Everybody looks at automation in the food or retail industries; or health administration and insurance; but we have a police and prison system designed with illegal marijuana; that could shrink to 1/8th of it's size with relatively few changes in laws (drug law repeal, mandatory minimums, crime act).
Really?
Only about 18% of current prisoners (state and federal) are serving time for drug offenses. [1]
Of federal prisoners serving time for drug offenses, only 12% are primarily about marijuana. (54% are cocaine and 24% are meth.) [2]
Only 14% of federal offenders were subject to a mandatory minimum sentence. (About half of those were drug offenses, so this overlaps heavily with the 18% figure above.) [3]
No realistic minor changes could reduce the prison system to 1/8 of its size. 51% of prisoners are serving time for violent offenses. In fact, 14% of prisoners are serving time for homicide alone, and a similar number for rape. [4] So if you decriminalized _every_ crime except homicide and rape, and cut the sentences for homicide and rape in _half_, then the prison system would be 1/8 of its current size.
I am optimistic that the USA could eventually, in the very long term, reduce the prison system to 1/8 of its size.

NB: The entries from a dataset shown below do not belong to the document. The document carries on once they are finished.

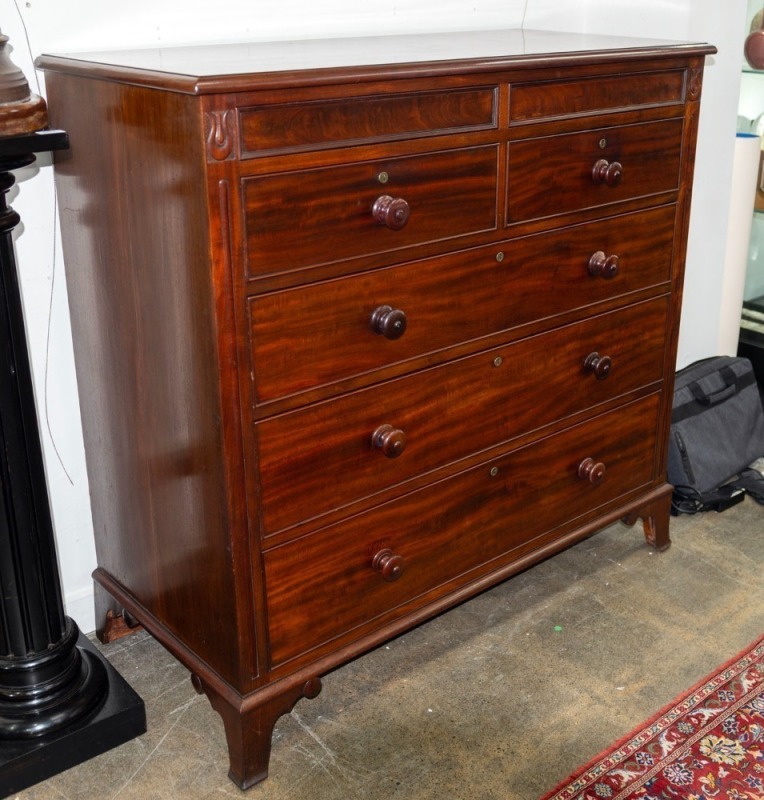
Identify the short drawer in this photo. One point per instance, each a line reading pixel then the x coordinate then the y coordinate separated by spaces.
pixel 339 582
pixel 330 454
pixel 326 332
pixel 555 175
pixel 294 127
pixel 540 100
pixel 303 219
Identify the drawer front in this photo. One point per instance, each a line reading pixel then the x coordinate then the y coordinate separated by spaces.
pixel 326 332
pixel 304 219
pixel 532 102
pixel 293 127
pixel 559 174
pixel 325 586
pixel 371 440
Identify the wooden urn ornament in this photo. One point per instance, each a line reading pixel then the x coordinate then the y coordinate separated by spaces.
pixel 60 701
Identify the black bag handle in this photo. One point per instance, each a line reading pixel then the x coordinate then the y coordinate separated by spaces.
pixel 729 389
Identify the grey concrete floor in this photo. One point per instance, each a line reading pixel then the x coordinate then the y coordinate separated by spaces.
pixel 500 698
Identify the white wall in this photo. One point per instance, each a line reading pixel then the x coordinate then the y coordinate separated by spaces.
pixel 37 26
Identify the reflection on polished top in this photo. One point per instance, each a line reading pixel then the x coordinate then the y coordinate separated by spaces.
pixel 191 65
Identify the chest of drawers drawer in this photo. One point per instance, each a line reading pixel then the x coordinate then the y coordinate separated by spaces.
pixel 553 175
pixel 333 584
pixel 327 332
pixel 317 216
pixel 378 438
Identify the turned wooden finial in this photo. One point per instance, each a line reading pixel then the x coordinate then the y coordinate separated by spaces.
pixel 20 111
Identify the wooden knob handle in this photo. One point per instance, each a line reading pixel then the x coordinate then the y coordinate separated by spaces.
pixel 391 441
pixel 389 322
pixel 607 172
pixel 591 470
pixel 602 266
pixel 392 212
pixel 388 564
pixel 601 366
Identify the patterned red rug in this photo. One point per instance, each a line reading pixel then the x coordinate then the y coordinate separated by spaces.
pixel 707 745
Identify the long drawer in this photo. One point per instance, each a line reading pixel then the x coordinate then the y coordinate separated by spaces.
pixel 554 175
pixel 370 440
pixel 346 579
pixel 325 332
pixel 302 219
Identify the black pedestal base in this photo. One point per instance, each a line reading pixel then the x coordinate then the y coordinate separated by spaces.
pixel 121 718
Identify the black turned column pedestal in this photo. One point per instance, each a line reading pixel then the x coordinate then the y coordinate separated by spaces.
pixel 61 702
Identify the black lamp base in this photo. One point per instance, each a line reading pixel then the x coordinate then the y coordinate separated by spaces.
pixel 121 717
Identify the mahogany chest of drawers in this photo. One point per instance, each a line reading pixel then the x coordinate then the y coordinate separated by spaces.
pixel 364 327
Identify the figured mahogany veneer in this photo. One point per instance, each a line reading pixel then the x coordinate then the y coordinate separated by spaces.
pixel 363 328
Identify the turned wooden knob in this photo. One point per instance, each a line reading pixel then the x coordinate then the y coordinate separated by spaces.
pixel 392 212
pixel 591 470
pixel 599 365
pixel 391 441
pixel 602 266
pixel 389 322
pixel 607 172
pixel 388 564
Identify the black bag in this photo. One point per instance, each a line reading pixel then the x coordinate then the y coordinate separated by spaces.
pixel 717 431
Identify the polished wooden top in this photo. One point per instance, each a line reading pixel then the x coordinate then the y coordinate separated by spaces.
pixel 204 69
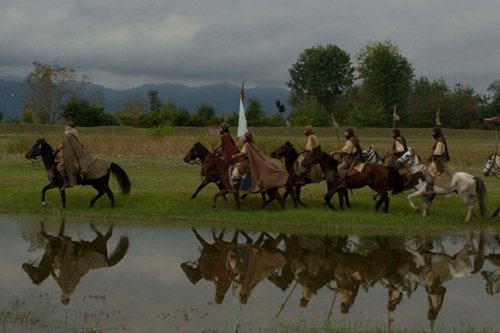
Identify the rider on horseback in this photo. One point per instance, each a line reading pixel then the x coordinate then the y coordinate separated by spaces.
pixel 351 155
pixel 438 160
pixel 69 130
pixel 231 154
pixel 399 146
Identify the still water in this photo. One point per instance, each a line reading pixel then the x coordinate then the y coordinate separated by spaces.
pixel 184 280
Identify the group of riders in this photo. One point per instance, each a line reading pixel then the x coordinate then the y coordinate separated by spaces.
pixel 249 160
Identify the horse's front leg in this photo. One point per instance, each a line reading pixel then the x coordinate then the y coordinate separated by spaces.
pixel 44 189
pixel 411 196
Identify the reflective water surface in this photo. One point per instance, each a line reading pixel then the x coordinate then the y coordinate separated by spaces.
pixel 74 277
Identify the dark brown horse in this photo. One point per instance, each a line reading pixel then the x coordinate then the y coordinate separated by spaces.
pixel 218 165
pixel 41 149
pixel 379 178
pixel 200 152
pixel 289 154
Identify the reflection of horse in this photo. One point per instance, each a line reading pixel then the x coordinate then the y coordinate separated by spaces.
pixel 292 165
pixel 74 259
pixel 492 168
pixel 462 183
pixel 42 149
pixel 378 177
pixel 439 267
pixel 220 167
pixel 198 151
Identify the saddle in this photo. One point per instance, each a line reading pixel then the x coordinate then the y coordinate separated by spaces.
pixel 355 169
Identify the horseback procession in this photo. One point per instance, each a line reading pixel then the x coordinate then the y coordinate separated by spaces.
pixel 240 168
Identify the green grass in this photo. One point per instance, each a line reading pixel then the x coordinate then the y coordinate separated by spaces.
pixel 162 183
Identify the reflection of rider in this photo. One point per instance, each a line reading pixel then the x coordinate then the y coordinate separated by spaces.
pixel 438 159
pixel 351 153
pixel 399 146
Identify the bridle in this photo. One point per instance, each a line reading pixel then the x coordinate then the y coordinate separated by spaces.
pixel 493 163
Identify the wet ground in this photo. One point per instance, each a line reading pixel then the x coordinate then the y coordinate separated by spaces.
pixel 83 278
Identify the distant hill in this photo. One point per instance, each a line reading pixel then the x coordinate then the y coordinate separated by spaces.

Fifty years ago, the prison system was 1/4 its current size. [5] Most western European countries have between 1/8 and 1/4 the US incarceration rate, and a few have below 1/8. [6] But this will require way, way, way bigger societal changes than just marijuana decriminalization or other minor tweaks.
[1] Source is https://www.bjs.gov/index.cfm?ty=pbdetail&iid=6846. Of the 1.274M state prisoners, 14% are serving time for drug offenses. Of the 162k federal prisoners, 47% are serving time for drug offenses.
[2] Source is https://www.bjs.gov/content/pub/pdf/dofp12.pdf. Caveat: this is federal-only, and federal prison statistics are often different from state prison statistics.
[3] Source is https://www.ussc.gov/sites/default/files/pdf/research-and-pu.... Caveat: this is federal-only, and federal prison statistics are often different from state prison statistics.
[4] Source is https://www.bjs.gov/index.cfm?ty=pbdetail&iid=6846 again. Of the 1.274M state prisoners, 56% are serving time for violent offenses (16% for homicide). Of the 162k federal prisoners, 8% are serving time for violent offenses (2% for homicide).